Intuitiv und häufig auch nach dem Sprachgebrauch der Kunstgeschichte sind „politische Bilder“ eine ganz bestimmte Sorte von Bildern, nämlich Abbildungen staats- bzw. parteipolitischer Themen. Damit ist die Vorstellung verbunden, dass „politische Bilder“ zwangsläufig Politik abbilden. Ein Bild wäre demnach entweder politisch oder nicht politisch. Ein „Dazwischen“ gäbe es nicht. Man könnte ein „politisches Bild“ quasi auf den ersten Blick von einem „nicht politischen Bild“ unterscheiden. Das sofort erkennbare Sujet (d.h. das Thema) würde darüber entscheiden, ob ein Bild zum Gegenstand politikwissenschaftlicher Forschung werden könnte – denn Politikwissenschaft muss sich mit „politischen Bildern“ beschäftigen, „nicht politische Bilder“ hingegen gehören nicht in ihr Aufgabengebiet.
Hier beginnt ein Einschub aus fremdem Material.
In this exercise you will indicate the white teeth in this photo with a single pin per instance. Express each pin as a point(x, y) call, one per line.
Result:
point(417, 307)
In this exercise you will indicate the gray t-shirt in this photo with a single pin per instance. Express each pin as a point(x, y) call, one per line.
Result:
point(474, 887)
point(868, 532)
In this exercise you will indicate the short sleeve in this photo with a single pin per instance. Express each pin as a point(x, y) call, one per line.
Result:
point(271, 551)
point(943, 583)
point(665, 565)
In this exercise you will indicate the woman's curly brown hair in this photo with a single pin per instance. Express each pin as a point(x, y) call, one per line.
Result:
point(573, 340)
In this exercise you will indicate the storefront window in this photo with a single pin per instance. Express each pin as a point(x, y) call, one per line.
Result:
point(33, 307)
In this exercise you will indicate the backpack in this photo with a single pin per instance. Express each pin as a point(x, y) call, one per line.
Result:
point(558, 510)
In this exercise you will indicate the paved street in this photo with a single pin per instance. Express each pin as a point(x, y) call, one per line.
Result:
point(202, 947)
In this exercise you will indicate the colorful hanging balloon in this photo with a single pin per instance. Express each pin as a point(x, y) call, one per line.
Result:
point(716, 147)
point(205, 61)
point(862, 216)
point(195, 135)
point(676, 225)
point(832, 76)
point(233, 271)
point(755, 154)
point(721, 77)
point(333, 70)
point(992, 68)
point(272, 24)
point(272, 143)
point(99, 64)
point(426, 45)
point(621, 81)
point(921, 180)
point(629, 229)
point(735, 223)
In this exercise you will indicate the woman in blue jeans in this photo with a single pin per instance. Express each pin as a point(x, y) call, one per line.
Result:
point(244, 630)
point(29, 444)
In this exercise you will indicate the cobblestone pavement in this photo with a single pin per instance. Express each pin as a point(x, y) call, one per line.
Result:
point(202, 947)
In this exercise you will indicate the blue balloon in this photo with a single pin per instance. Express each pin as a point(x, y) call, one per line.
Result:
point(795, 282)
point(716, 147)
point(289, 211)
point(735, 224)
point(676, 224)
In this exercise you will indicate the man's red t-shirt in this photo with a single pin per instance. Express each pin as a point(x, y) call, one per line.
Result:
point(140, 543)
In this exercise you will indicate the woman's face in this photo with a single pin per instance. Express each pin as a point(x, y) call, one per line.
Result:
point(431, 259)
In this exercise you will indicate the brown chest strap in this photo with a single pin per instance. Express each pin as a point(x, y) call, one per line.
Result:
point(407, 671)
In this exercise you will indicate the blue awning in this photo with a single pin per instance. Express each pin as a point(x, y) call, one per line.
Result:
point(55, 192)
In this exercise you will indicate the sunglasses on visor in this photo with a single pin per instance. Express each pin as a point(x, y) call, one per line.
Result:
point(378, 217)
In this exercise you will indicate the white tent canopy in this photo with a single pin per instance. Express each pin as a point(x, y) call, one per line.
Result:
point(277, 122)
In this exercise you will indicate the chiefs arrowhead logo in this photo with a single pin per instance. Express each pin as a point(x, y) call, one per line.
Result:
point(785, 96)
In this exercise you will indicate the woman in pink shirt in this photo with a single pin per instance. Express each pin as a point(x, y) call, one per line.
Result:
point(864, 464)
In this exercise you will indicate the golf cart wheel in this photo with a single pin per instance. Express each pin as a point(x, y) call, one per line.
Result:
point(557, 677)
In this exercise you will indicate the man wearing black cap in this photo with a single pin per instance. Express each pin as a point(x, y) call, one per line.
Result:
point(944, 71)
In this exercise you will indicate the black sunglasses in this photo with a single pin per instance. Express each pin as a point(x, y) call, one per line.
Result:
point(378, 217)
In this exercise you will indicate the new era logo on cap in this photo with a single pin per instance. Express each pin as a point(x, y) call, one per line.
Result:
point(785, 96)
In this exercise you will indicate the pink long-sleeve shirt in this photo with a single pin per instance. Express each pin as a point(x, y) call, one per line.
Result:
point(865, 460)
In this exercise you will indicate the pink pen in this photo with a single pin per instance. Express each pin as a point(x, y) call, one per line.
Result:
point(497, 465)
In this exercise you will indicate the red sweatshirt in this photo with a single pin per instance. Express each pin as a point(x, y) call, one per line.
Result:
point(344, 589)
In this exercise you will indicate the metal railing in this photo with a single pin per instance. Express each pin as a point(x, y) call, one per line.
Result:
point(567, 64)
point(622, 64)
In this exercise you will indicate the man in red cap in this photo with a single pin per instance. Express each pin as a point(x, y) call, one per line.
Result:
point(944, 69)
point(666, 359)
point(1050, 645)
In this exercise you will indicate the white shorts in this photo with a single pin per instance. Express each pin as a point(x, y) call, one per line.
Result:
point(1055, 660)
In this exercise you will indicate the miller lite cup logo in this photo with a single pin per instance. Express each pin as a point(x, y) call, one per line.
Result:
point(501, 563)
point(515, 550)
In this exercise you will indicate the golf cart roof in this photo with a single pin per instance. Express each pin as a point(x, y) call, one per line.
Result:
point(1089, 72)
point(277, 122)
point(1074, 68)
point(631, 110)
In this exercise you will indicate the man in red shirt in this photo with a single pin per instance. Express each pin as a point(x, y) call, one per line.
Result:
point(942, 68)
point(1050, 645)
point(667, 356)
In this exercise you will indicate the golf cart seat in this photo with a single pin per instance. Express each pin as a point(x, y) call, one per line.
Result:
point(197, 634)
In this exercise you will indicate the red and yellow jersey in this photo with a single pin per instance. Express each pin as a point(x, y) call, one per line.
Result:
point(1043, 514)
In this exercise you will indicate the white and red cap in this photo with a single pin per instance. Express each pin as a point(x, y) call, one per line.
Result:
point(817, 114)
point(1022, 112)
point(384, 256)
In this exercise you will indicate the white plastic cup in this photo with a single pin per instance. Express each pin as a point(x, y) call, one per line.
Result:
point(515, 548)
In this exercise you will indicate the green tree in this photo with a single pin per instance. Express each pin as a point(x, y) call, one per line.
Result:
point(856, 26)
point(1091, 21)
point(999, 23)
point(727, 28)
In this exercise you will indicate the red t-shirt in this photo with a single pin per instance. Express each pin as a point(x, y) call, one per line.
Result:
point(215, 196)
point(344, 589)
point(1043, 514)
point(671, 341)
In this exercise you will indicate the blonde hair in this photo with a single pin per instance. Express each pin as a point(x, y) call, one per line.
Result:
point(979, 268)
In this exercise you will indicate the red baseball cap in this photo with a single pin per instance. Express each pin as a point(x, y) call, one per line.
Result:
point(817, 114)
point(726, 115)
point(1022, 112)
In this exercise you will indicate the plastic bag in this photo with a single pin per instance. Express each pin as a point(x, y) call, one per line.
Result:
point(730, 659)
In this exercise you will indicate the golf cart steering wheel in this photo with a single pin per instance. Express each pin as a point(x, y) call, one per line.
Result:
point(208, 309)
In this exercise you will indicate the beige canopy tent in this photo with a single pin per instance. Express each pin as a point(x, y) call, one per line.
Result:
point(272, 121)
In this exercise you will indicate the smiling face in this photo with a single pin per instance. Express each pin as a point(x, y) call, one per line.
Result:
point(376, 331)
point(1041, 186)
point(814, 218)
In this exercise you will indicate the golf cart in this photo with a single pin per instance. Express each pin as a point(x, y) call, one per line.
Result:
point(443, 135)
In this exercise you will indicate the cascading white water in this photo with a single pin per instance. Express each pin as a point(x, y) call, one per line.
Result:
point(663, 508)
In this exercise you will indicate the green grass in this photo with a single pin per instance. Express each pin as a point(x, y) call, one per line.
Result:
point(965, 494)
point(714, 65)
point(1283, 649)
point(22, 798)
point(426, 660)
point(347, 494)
Ein typisches Beispiel für die statische, bipolare Definition „des (nicht) politischen Bildes“ bietet der folgende Textauszug aus einer politikwissenschaftlichen Analyse des Fernsehprogramms der 1950er Jahre: „Peter von Zahns ‚Bilder aus der Neuen Welt’ z.B. waren ganz überwiegend keine politischen Bilder. Vielmehr führte er dem staunenden Publikum amerikanische Geschirrspülmaschinen und Rasenmäher vor.“ (Hoffmann/Sarcinelli 1999: 722) Abgebildete Geschirrspülmaschinen und Rasenmäher wären demnach also grundsätzlich keine politischen Sujets. Indirekt ist damit gesagt, dass Bilder immer Staats- oder Parteipolitik zeigen müssen, um „politische Bilder“ zu werden. Aber was ist dann mit einer Fotografie, die den US-Präsidenten George W. Bush beim Rasenmähen zeigt oder mit einer Fernsehdokumentation, die den Altbundeskanzler Helmut Kohl in seiner heimischen Küche präsentiert? Solche Beispiele zeigen, dass etwas mit dem bisherigen, statischen Sprachgebrauch nicht stimmt, wenn es um „politische Bilder“ geht. Das liegt an einem Phänomen, welches für die Kunstgeschichte längst ein alter Hut ist. Die Bedeutung eines Bildes ist nämlich niemals von vornherein durch sein Sujet festgelegt. Bilder sind vieldeutig, Bilder sind polyvalent.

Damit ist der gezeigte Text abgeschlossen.